Epping Forest is failing to keep pace with the national rollout of electric vehicle charging points, figures reveal.

Thinktank the Policy Exchange says there are still charging "blackspots" in regions across the UK, adding the speed of installations needs to increase to meet growing demand.

There were 34 public charging points in Epping Forest at the start of January, according to figures from the Department for Transport.

That is a rate of 26 per 100,000 people, lower than the UK average of 31.

Epping Forest District Council has aimed it sights at increasing the number of charging points to decrease air pollution near the forest and avoid having to introduce a Clean Air Zone charge for motorist – said to be a last resort by Tory councillors.

The council aims to increase the percentage of electric cars being driven in the district by 12-15 per cent by 2033 by encouraging residents to swap vehicles through the implementation of more charging stations and possible financial incentives.

Since October 2019 – when figures began at a local authority level – Epping Forest has seen 16 devices added to its supply.

Meanwhile, across the UK, an additional 5,700 devices were made available over the same period, taking the total number up to 20,800 at the start of this year.

In a bid to further boost numbers, transport minister Grant Shapps announced an extra £20 million was to be made available for local authorities.

However, a report by the Policy Exchange says the speed of the rollout needs to increase from the current rate to meet the planned ban on new petrol and diesel cars in 2030.

It also found a gap in coverage of the charging points across the UK, claiming the Government's funding scheme for local authorities had not been evenly distributed.

The DfT acknowledged the "uneven" distribution of devices across the UK in a report accompanying the latest figures, which were produced from the platform Zap-Map covering 95 per cent of publicly accessible charging-points.

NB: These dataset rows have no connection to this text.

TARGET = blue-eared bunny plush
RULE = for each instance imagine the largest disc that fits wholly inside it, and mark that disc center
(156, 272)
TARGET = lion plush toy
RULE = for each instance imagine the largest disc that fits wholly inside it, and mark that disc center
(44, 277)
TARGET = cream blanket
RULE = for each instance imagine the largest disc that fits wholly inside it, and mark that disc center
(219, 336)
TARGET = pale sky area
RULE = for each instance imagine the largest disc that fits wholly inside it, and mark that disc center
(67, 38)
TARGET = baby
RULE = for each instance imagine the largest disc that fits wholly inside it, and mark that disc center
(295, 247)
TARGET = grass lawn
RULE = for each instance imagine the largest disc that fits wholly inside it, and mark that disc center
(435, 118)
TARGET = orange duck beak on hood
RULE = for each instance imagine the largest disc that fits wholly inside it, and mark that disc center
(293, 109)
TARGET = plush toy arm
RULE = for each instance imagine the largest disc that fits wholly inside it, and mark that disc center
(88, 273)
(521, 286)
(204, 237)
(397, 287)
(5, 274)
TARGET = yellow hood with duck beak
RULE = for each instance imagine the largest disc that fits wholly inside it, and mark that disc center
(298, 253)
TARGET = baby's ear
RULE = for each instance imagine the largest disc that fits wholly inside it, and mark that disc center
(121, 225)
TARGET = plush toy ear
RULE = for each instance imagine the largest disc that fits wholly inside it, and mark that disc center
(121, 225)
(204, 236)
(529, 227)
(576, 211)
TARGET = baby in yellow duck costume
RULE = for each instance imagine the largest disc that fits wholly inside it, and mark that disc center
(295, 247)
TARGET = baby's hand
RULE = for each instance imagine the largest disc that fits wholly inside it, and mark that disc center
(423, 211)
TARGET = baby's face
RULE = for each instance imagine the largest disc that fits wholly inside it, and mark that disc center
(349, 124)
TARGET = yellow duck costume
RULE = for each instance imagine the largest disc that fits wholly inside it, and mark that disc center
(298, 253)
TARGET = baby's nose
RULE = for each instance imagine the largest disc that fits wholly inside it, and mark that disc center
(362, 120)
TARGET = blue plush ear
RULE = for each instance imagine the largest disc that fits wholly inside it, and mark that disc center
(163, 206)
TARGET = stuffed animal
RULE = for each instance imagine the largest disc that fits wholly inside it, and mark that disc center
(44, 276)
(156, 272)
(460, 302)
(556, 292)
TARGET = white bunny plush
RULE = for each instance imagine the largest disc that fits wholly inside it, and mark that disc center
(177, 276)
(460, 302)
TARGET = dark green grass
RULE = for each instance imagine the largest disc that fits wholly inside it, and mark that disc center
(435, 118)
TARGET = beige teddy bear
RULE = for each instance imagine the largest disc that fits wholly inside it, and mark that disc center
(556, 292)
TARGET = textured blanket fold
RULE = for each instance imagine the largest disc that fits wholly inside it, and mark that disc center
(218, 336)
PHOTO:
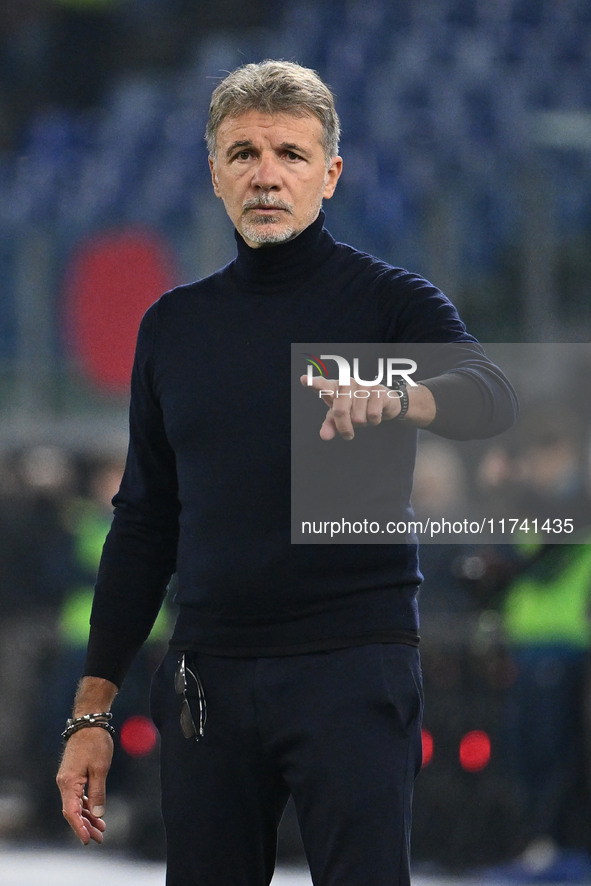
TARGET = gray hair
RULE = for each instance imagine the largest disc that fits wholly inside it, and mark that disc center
(274, 87)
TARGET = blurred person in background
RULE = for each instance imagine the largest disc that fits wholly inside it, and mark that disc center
(546, 616)
(292, 668)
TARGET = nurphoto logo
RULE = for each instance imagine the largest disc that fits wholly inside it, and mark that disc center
(390, 370)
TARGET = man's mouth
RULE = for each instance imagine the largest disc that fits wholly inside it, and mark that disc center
(265, 208)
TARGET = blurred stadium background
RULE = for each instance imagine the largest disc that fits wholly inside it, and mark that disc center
(467, 147)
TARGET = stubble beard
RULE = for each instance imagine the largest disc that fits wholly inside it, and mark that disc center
(261, 229)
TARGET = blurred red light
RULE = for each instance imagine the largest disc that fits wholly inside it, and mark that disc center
(475, 751)
(138, 736)
(427, 746)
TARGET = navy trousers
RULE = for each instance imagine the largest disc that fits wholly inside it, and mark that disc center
(339, 731)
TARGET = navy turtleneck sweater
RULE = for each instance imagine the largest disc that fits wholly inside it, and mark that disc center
(206, 489)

Mr Shapps said the extra £20 million cash for local authorities will see the doubling of 4,000 on-street electric vehicle charging points already funded by the Government.

He said: "With a world-leading charging network, we're making it easier for people to switch to electric vehicles, creating healthier neighbourhoods and cleaning up our air as we build back greener."

The Local Government Association, which represents councils in England, welcomed the support, but said "longer term resourcing" was needed.

Transport spokesman David Renard said: "Councils are working hard to improve electric vehicle charging infrastructure in their areas but are doing so against competing demands on their time and local circumstances will vary."

Electric cars have surged in popularity with manufacturers currently supplying a record number.

There were 921 electric vehicles licensed to addresses in Epping Forest at the end of September 2020, according to latest DfT data – up by 52 per cent from 606 in September 2019.

In November, Prime Minister Boris Johnson brought forward the ban on petrol car sales from 2040 to 2030 as part of a "green industrial revolution" to tackle climate change.